6 Ocak 2014 Pazartesi

Doların yükselişi 2.50 seviyesine kadar gider mi?

Dolar yılbaşı öncesinde 2 TL seviyesini geçti, bir daha da inmedi. Hatta yükselişine devam ederek piyasa uzmanlarının "kritik seviye" dediği 2.20'lere kadar yükselişine devam etti. Durum böyle olunca dolar borcu olanı da, olmayanı da "Acaba 2.50 seviyesine gider mi?" endişesi sardı. Doların daha da yükselmesi halinde artık ithal ürün alamayacağını düşünen tüketiciler de endişeli bekleyiş içine girdi.

Finans uzmanlarına göre önümüzdeki kısa vadede doların 2.20 seviyesini kolayca aşarak 2.40 TL, hatta 2.50 TL'ye kadar yükselmesi olasılık dahilinde... Uzmanlar teknik olarak bunun mümkün olduğunu, yurt dışından kısa vadeli portföy yatırımı (sıcak para) gelmediği sürece doların yükselişinin kaçınılmaz olduğu görüşünde birleşiyorlar. Finansçılar arasındaki genel eğilim, doların bir daha 1.90'lara inmesinin mümkün olmadığı, kimsenin böyle bir beklenti içinde olmaması gerektiği yönünde...

Piyasa uzmanlarına göre, 2014 yılı doların yılı olacak. Bunun birçok sebebi var. Kısaca FED olarak bilinen Amerikan Merkez Bankası'nın tahvil alımlarını azaltmaya başlaması, doların Türkiye'deki yükselişinin en temel sebebi... FED'in tahvil alımlarını azaltması, aralarında Türkiye'nin de bulunduğu Güney Afrika, Brezilya, Hindistan, Çek Cumhuriyeti gibi gelişmekte olan piyasalara daha az döviz girmesi anlamına geliyor. Az döviz girince dolar fiyatı kaçınıllmaz olarak yükseliyor. Buna bir de 17 Aralık tarihinden itibaren yurtiçindeki siyasi belirsizliklerin eklenmesi, doların yükselişine ivme kazandırdı. Belirsizlik ortadan kalkmadığı sürece doların 2.40 TL, 2.50 TL gibi tarihi rekor seviyelerine tırmanmasına neredeyse kesin gözüyle bakılıyor.
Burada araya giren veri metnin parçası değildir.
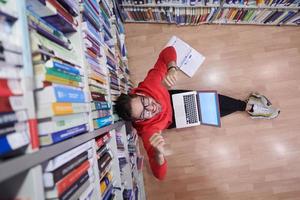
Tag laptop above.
[172,91,221,128]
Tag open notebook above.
[166,36,205,77]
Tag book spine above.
[47,0,78,26]
[91,101,111,110]
[52,61,81,75]
[92,110,110,119]
[43,149,91,188]
[35,75,83,89]
[44,141,92,172]
[38,113,88,135]
[0,110,28,127]
[36,85,86,104]
[0,131,29,155]
[51,124,88,143]
[52,103,89,115]
[93,116,112,128]
[91,92,106,101]
[0,64,21,79]
[59,172,90,200]
[0,79,23,97]
[78,184,94,200]
[56,161,90,196]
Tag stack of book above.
[81,0,112,129]
[43,141,95,200]
[216,8,300,25]
[118,0,220,6]
[100,172,114,200]
[27,0,89,146]
[96,133,113,196]
[0,1,30,158]
[122,7,218,25]
[225,0,299,7]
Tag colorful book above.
[92,110,110,119]
[30,31,80,63]
[45,160,92,199]
[0,131,29,156]
[93,115,113,129]
[91,101,111,110]
[0,122,28,136]
[0,79,23,97]
[61,173,94,200]
[39,124,89,146]
[27,11,73,50]
[38,113,89,136]
[0,110,28,127]
[0,96,26,113]
[37,103,89,118]
[35,85,87,104]
[43,149,93,188]
[43,141,93,172]
[78,184,94,200]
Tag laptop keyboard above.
[183,94,198,124]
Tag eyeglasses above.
[140,96,151,120]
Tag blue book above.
[83,3,100,29]
[94,115,112,128]
[36,84,86,104]
[40,124,88,146]
[52,61,80,75]
[0,131,29,156]
[92,101,110,110]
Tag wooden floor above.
[126,24,300,200]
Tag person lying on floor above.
[115,47,280,180]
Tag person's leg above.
[218,94,247,117]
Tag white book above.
[8,96,26,111]
[0,64,22,79]
[38,113,89,136]
[166,36,205,77]
[43,149,93,188]
[35,84,88,104]
[37,103,89,119]
[45,165,94,200]
[44,141,93,172]
[0,131,29,154]
[78,184,94,200]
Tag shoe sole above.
[248,92,272,106]
[248,110,280,119]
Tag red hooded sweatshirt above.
[131,47,176,180]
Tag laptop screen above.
[198,91,221,127]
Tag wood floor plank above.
[125,24,300,200]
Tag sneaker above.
[247,104,280,119]
[247,92,272,107]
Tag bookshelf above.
[117,0,300,26]
[0,0,145,200]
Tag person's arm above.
[142,133,167,180]
[143,46,177,84]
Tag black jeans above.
[168,90,247,129]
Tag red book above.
[91,92,105,101]
[0,79,22,97]
[0,97,13,112]
[56,160,90,196]
[47,0,78,26]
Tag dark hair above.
[115,93,138,121]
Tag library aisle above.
[125,24,300,200]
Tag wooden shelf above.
[0,121,124,182]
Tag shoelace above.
[253,104,270,114]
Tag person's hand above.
[150,131,165,155]
[163,68,178,87]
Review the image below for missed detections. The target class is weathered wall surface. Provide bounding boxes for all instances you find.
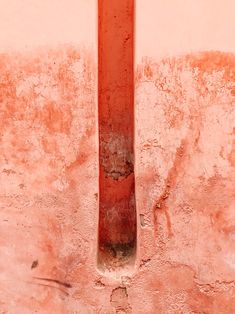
[0,0,235,314]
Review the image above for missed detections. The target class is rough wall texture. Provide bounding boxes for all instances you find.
[0,47,235,314]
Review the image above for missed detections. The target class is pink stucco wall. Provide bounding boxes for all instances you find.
[0,0,235,314]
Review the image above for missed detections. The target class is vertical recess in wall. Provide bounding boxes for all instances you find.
[98,0,136,271]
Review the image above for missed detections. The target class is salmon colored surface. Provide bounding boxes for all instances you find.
[0,0,235,314]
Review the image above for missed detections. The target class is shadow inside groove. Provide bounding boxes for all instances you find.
[98,0,136,271]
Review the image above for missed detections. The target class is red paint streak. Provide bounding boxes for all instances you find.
[99,0,136,268]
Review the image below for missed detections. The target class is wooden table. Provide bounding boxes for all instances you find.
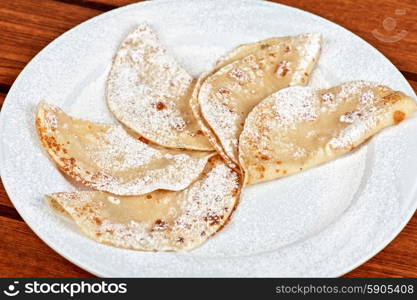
[0,0,417,277]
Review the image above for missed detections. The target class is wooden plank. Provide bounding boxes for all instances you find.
[0,216,92,277]
[344,212,417,277]
[0,0,417,277]
[0,0,102,86]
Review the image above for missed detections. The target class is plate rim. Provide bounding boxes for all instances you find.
[0,0,417,277]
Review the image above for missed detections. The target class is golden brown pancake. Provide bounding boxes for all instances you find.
[46,156,242,251]
[190,34,321,164]
[239,81,417,184]
[106,24,213,151]
[36,102,214,195]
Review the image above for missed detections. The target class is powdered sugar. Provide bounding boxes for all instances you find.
[271,87,319,128]
[0,0,417,277]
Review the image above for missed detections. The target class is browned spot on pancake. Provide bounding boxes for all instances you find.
[383,92,402,104]
[256,166,265,172]
[208,156,218,164]
[219,87,231,95]
[153,219,168,231]
[93,217,103,226]
[274,60,290,77]
[203,214,223,226]
[138,136,149,144]
[156,102,166,110]
[392,110,405,125]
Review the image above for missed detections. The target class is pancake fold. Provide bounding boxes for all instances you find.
[190,34,321,167]
[35,101,214,195]
[46,156,242,251]
[106,24,213,151]
[239,81,417,184]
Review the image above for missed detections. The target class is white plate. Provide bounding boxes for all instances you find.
[0,1,417,276]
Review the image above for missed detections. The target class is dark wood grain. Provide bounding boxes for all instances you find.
[0,216,92,277]
[0,0,417,277]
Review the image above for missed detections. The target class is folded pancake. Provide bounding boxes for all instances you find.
[46,156,241,251]
[197,34,321,164]
[239,81,417,184]
[36,101,214,195]
[106,24,213,151]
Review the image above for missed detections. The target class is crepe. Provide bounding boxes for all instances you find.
[36,101,214,195]
[46,156,241,251]
[106,24,213,151]
[195,34,321,165]
[239,81,417,184]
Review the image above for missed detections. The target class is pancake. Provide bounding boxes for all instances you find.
[46,156,241,251]
[197,34,321,165]
[36,101,214,195]
[239,81,417,184]
[106,24,213,151]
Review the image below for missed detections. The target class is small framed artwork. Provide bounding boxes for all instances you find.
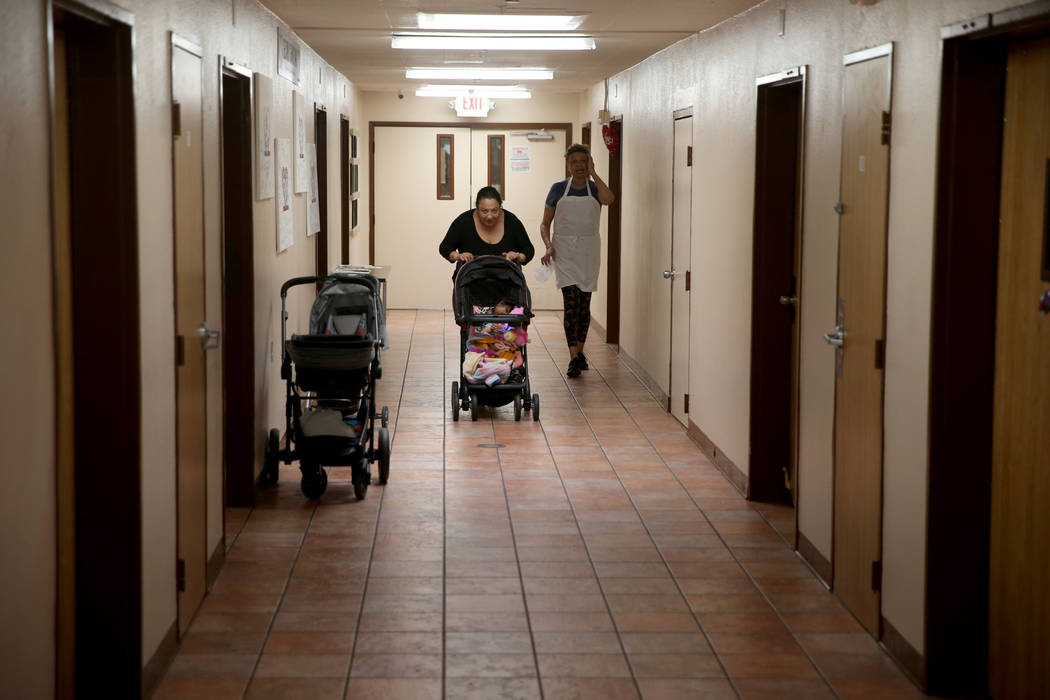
[277,27,301,85]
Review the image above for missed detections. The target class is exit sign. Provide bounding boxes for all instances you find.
[456,94,492,116]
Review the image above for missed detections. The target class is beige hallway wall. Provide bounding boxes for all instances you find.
[0,0,366,684]
[578,0,1017,652]
[0,2,56,698]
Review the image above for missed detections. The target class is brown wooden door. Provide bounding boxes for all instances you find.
[833,48,890,636]
[988,39,1050,698]
[171,38,208,635]
[665,115,693,427]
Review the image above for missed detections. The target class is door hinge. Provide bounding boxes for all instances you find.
[171,102,183,139]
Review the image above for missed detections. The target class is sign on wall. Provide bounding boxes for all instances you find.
[456,94,492,116]
[253,73,274,199]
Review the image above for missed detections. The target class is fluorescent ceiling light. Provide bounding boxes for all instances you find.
[404,68,554,80]
[416,13,584,31]
[416,85,532,100]
[391,34,594,51]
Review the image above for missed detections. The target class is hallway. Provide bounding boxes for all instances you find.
[154,311,921,700]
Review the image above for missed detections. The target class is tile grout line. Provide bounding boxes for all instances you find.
[488,382,544,700]
[240,501,317,698]
[501,319,643,698]
[529,316,742,697]
[342,312,419,699]
[588,337,841,698]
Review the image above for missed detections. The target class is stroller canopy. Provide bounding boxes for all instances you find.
[453,255,532,323]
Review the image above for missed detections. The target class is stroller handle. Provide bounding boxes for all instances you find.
[280,275,327,299]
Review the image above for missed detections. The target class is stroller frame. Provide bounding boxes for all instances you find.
[449,255,540,421]
[260,272,391,500]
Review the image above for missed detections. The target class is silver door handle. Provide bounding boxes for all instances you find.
[197,323,221,349]
[824,325,846,347]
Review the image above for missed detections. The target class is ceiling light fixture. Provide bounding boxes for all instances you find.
[416,13,584,31]
[404,68,554,80]
[416,85,532,100]
[391,34,594,51]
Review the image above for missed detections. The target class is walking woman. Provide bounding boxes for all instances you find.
[540,144,616,377]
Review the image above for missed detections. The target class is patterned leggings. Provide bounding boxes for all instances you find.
[562,284,591,347]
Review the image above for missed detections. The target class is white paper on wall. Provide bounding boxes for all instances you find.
[292,90,310,193]
[253,73,274,199]
[276,139,295,253]
[307,144,321,236]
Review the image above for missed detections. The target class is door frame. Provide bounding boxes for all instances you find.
[748,65,806,510]
[369,122,572,264]
[339,113,351,264]
[44,0,142,698]
[831,42,896,639]
[314,102,329,279]
[218,56,258,510]
[928,2,1050,697]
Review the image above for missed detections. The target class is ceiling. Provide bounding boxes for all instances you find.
[263,0,758,92]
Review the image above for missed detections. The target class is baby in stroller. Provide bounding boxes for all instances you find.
[264,272,390,499]
[450,255,540,421]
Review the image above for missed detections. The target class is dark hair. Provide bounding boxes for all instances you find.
[474,185,503,208]
[565,144,590,160]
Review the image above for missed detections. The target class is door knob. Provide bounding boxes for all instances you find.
[824,325,846,347]
[197,323,219,349]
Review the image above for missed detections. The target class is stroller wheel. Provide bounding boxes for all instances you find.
[354,482,369,501]
[299,467,328,501]
[379,428,391,484]
[259,428,280,485]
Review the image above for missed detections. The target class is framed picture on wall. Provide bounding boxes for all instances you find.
[277,27,300,85]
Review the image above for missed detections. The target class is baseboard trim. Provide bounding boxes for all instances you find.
[617,347,670,410]
[206,535,226,591]
[881,617,926,690]
[798,532,832,587]
[142,619,179,698]
[686,420,748,499]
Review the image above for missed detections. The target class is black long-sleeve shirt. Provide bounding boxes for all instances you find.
[438,209,536,277]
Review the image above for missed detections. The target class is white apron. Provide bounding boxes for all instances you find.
[551,177,602,292]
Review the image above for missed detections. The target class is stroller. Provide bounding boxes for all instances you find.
[450,255,540,421]
[263,272,391,500]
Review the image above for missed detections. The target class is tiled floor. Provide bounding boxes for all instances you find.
[155,312,920,700]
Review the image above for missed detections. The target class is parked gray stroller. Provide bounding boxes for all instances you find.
[263,272,391,500]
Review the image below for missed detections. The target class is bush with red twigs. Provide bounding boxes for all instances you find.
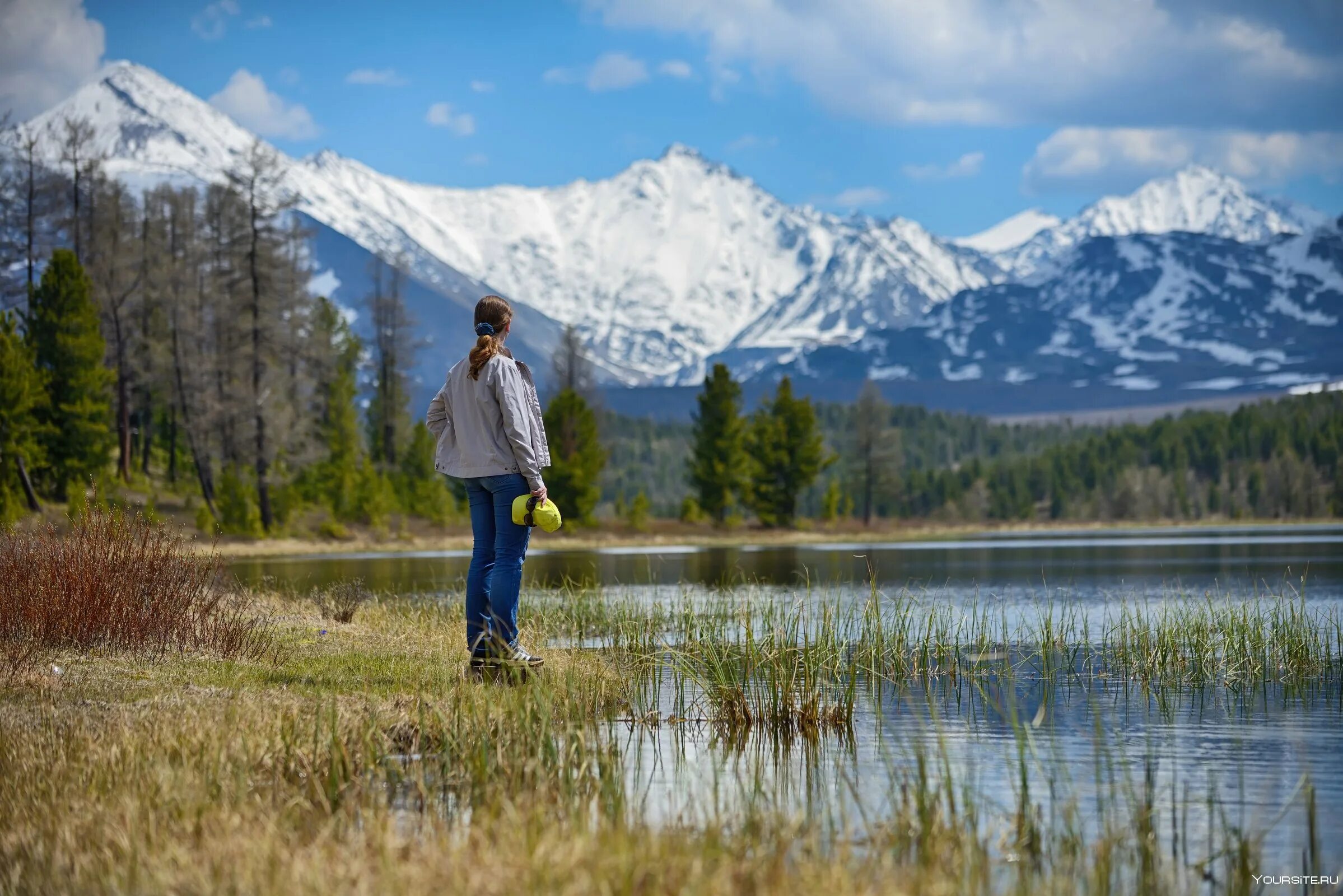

Finans uzmanları Türkiye'de doların önümüzdeki süreçte daha ne kadar değerleneceğini tartışırken 30 Mart tarihinde yapılacak yerel seçim sürecini de hesaba katıyorlar. Seçime yaklaştıkça yurtiçindeki siyasi gündemin daha da sertleşeceği, yerel esçimlerden piyasaların beklemediği bir sonucun çıkması halinde dolardaki tırmanışın durmayacağı görüşünü paylaşıyorlar. Çünkü erken esçimde piyasaların istemediği bir sonuç çıkarsa kısa vadede genel seçim gündeme gelecek.

Finans uzmanları, dolardaki yükselişi durdurmaya çalışan Merkez Bankası'nın şu anda yapabileeği fazla birşey olmadığını düşünüyorlar. Uzmanlara göre sürekli müdahale yerine faiz koridorunun üst bandındaki faizin radikal bir şekilde artırılması gerekiyor. 25 - 30 baz puan gibi küçük adımların yeterli olmayacağı, en az 200 baz puanlık faiz artırımı yapılması gerektiği düşüncesi hakim...

Borsada 66 binli seviyelerin önemli olduğuna dikkat çeken piyasa uzmanları, siyasi gündemi yatıştıracak açıklamalar gelmedikçe 58 binli seviyelerin görülebileceğini kaydediyorlar. Yatırımcıların bu dönemde nakitte kalarak fırsatlara bakmasını öneren uzmanlar, gelişmelere göre borsada kademeli alış yapılabileceğini, ancak sektör ve hisse seçiminde dikkatli davranılması gerektiğini düşünüyorlar.

Türkiye, şu anda gelişmekte olan ülkeler içinde en kırılgan ülke konumunda bulunuyor. Siyasi belirsizlik nedeniyle borsada fiyatlar daha da ucuzlayabilir düşüncesi var. Makroekonomik kırılganlıklara (cari açık sorunu) son dönemde siyasi gündem de eklendi. Piyasaların normalleşebilmesi için yatırımcılara güven vermek gerektiği vurgulanıyor. Yatırımcıların portföyünde dövizin yanısıra bir miktar da altın bulunması gerektiğinin altı çiziliyor.